Concise Clinical Review Articles
Review articles should cover important topics in clinical medicine, provide a concise state-of-the-art review of existing knowledge, and offer evidence-based recommendations to the practicing physician using the GRADE system where possible.
|Abstract length||<250 words|
|Body length||1,800 – 3,500 words|
Decision Support Tools
Decision support tools provide an author’s recommended approach to a clinical problem (e.g., initial management of cough; workup of unexplained hypoxemia; etc). A visual algorithm (i.e., flowchart) is required; this may be hand-sketched and submitted as a scanned or photographed image that professional artists will render at our expense. A concise review of the authors’ medical-decision making process and its conceptual and evidentiary basis accompany the image(s). Limitations and potential failures of the described approach are mentioned.
|Body length||<2,000 words|
|Format||Clinical Problem, Medical Decision-Making, Limitations, Conclusions|
“Journal Club” Literature Analyses
|Body length||<2,000 words|
|Format||Summary of the article (patients, methods, results), including relevant critique, followed by your assessment and analysis of 1) the article’s relationship to the relevant extant body of literature for this clinical issue (supporting/contravening current evidence & practice, etc.), 2) the validity, impact and utility of the article, 3) your conclusions and recommendations (“takeaway”) for the practicing physician.|
Case Reports and Pearls
Cases should either:
- Describe a new clinical entity or a novel presentation of a known clinical entity (case reports), or
- Present a well-known clinical entity in a way that is particularly instructive and educational (pearls).
|Body length||<1,000 words for a single report; 2,000 words for a case series|
|Format||Introduction, Case Report(s), Discussion|
|Permission||Written permission from patient is preferred in most cases|
Conflicts of Interest
A conflict of interest (COI) exists whenever a person’s private interests compete with his or her responsibilities to scientific and publishing activities (academic honesty, unbiased conduct and reporting of research, and integrity of decisions or judgments).
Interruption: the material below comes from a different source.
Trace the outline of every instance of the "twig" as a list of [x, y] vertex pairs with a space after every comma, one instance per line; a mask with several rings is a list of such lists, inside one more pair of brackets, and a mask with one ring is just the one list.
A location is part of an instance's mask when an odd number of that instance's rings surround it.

Also called competing interests, conflicts of interest are usually financial or social relationships. To preserve trust in one’s article and the journal, it is best to disclose potential conflicts not according to one’s own belief as to their existence, but whenever a reasonable observer might wonder if the scholarly work was unduly motivated or influenced by competing interests.
A summary statement declaring any known or potential conflicts must be included on the title page submitted with your article. Completion of a more detailed conflict of interest disclosure form may be required prior to publication.
Readers’ trust in the integrity of scholarly work is precious and fragile; unfortunately, on rare occasions this trust has been violated. Assistance by “ghostwriters” is not permitted on submissions to PulmCCM Journal and all co-authors must be listed on the title page. If an article has undergone professional copyediting prior to submission, copyeditors and agencies’ names and contact information must be included along with the authors’ on the title page. We use plagiarism detection software on all articles before publication.